И еще одно заставляло меня быть сдержанным. Мне казалось, что ему известно о том, что произошло между мной и Магдаленой в ту ночь, когда внизу, под нами, топтались лошади (девушки любят делиться секретами с матерями, а те в свою очередь не таятся от мужей), и он в душе испытывает ко мне неприязнь. Я понимал, что обидел этого доброго человека, у которого на свете не было ничего, кроме любви и доверия к дочери.

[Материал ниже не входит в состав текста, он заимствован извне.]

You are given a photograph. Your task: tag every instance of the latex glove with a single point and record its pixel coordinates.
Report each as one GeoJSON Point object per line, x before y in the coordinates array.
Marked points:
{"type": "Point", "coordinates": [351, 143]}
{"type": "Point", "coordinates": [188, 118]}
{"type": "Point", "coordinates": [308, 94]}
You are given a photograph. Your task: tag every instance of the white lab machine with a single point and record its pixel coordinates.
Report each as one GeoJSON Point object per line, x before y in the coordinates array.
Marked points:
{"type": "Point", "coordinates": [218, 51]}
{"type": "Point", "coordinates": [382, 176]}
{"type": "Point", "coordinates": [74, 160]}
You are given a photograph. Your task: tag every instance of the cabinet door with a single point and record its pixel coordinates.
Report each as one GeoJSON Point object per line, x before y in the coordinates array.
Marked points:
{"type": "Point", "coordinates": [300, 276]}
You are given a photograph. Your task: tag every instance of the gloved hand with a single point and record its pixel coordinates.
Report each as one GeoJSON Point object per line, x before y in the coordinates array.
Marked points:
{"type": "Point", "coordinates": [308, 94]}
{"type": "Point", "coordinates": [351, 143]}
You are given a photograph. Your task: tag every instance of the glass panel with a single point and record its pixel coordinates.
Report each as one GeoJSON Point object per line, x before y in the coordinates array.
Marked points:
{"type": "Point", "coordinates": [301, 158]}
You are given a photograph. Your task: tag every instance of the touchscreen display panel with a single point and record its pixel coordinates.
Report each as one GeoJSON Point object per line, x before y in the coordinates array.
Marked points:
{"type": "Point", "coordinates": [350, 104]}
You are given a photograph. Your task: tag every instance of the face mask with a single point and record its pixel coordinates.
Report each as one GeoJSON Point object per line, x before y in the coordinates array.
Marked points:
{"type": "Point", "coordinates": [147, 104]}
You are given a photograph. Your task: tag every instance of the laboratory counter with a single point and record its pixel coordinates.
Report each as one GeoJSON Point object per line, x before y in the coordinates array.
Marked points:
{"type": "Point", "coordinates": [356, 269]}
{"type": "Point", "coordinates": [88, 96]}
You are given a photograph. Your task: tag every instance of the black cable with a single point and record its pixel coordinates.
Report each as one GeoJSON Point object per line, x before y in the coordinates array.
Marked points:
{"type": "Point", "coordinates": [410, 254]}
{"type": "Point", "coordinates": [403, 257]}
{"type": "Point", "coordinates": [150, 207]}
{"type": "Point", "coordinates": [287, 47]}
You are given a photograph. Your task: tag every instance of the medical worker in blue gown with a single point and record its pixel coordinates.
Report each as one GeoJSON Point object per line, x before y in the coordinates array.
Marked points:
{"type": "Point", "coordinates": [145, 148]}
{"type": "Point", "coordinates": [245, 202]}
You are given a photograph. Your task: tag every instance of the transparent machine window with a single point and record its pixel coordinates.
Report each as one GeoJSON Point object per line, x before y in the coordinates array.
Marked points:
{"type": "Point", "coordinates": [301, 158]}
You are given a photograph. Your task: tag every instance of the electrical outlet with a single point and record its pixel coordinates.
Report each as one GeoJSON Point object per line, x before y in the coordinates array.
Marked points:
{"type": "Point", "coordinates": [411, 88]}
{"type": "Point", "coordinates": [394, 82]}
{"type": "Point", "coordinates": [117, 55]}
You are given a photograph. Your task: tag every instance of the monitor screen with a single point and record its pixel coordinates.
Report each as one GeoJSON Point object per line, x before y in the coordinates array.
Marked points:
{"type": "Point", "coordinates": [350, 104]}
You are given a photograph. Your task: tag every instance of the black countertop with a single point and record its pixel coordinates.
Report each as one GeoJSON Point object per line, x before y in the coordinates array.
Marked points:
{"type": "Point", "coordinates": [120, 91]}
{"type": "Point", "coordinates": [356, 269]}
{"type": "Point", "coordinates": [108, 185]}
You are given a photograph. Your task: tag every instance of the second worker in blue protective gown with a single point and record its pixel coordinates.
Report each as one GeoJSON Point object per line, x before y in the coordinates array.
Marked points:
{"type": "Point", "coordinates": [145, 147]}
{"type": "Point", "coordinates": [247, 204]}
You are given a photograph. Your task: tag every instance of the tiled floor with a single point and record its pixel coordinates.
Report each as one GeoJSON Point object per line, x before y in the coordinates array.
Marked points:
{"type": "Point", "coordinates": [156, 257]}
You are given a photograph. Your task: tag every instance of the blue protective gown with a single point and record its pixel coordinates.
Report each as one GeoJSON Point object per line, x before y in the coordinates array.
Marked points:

А Магдалена не любила отца. Ее раздражали его потуги что-то сказать — он растягивал слова, и они, прежде чем добраться до желтых яичных крошек, застрявших на его губах во время завтрака, долго булькали в горле; раздражала отцовская постель — сетка под тяжестью его тучного тела растянулась, матрац слежался, и кровать походила на большое корыто; раздражало и то, что он ничего не мог удержать в руках: ложка в них прыгала и суп расплескивался. Однажды, когда жир тонкой струйкой потек по его уже затвердевшей на груди рубашке, она не сдержалась. «Тебе надо повязывать слюнявчик, как малому ребенку!» — крикнула она.
Старик перебил все стаканы. Стоило ему взять тарелку, и она тотчас оказывалась на полу; ударившись ребром, она откатывалась в сторону, а падая плашмя, разлеталась на острые черепки.
Савестия тоже, стала раздражительной. Вернувшись с поля (он слышал, как к стене дома прислоняют мотыгу и железное острие скребется о каменную ступеньку), она хлопала дверью, проходила мимо кровати, в изголовье которой всегда стояла трость, резко распахивала окна, так что рамы трещали, будто были заклеены, и злобно шипела: «Воняет, как в хлеву! Хоть бы до окна дотащился и проветрил. Полеживает…»
Он — страдал, а у нее не было сил разделять эти страдания, она не могла смириться с жестокостью жизни. Сердце у нее было еще молодое. По ночам, когда она засыпала и лунный свет, перемещаясь в окне, угасал на трости Американца, ей снились грешные сны; она вскрикивала, объятая сладостным томлением, просыпалась и, все еще храпя трепет улетевшего мгновения, смотрела на мужа. Его лицо, утопавшее в подушке и очерченное ее белизной, было явственно различимо в полумраке; Савестия видела, что оно обращено к небесам, безмолвное и бледное, как лицо покойника, а на веках — может быть, ей это только привиделось — блестели слезы.
Когда кончалась молотьба и солома на гумне серела от первых августовских дождей, Савестия принималась мести двор. Там, где росла полынь, после метлы еще долго висел в воздухе горький аромат, и Савестия вносила его с собой в дом. Садились за стол, Магдалена разламывала каравай из свежей муки и по запаху полыни и бабьего лета, которым пах хлеб, понимала, что мать готовится в дорогу.
Это был торжественный ритуал, повторявшийся из года в год, и он подсказывал Магдалене, что близится тот день, когда ее мать, разбуженная стуком в окно и тихим покашливанием, вскочив с постели, будет рыться в старом буковом сундуке, вынимая новую одежду, примятую лежащими сверху тяжелыми одеялами; из сундука вылетит моль и, искрой блеснув в ореоле свечи, исчезнет. Гость, потревоживший дом своим стуком (это монастырский послушник, давнишний приятель Савестии), темным силуэтом возникнет в проеме распахнутой двери. Он снимет широкополую шляпу, скажет «с добрым утром», и в слабом свете зари волосы его засияют, словно окруженные нимбом, а борода, пушистая и прозрачная на щеках и темная там, где касается груди, раздвоится в поклоне.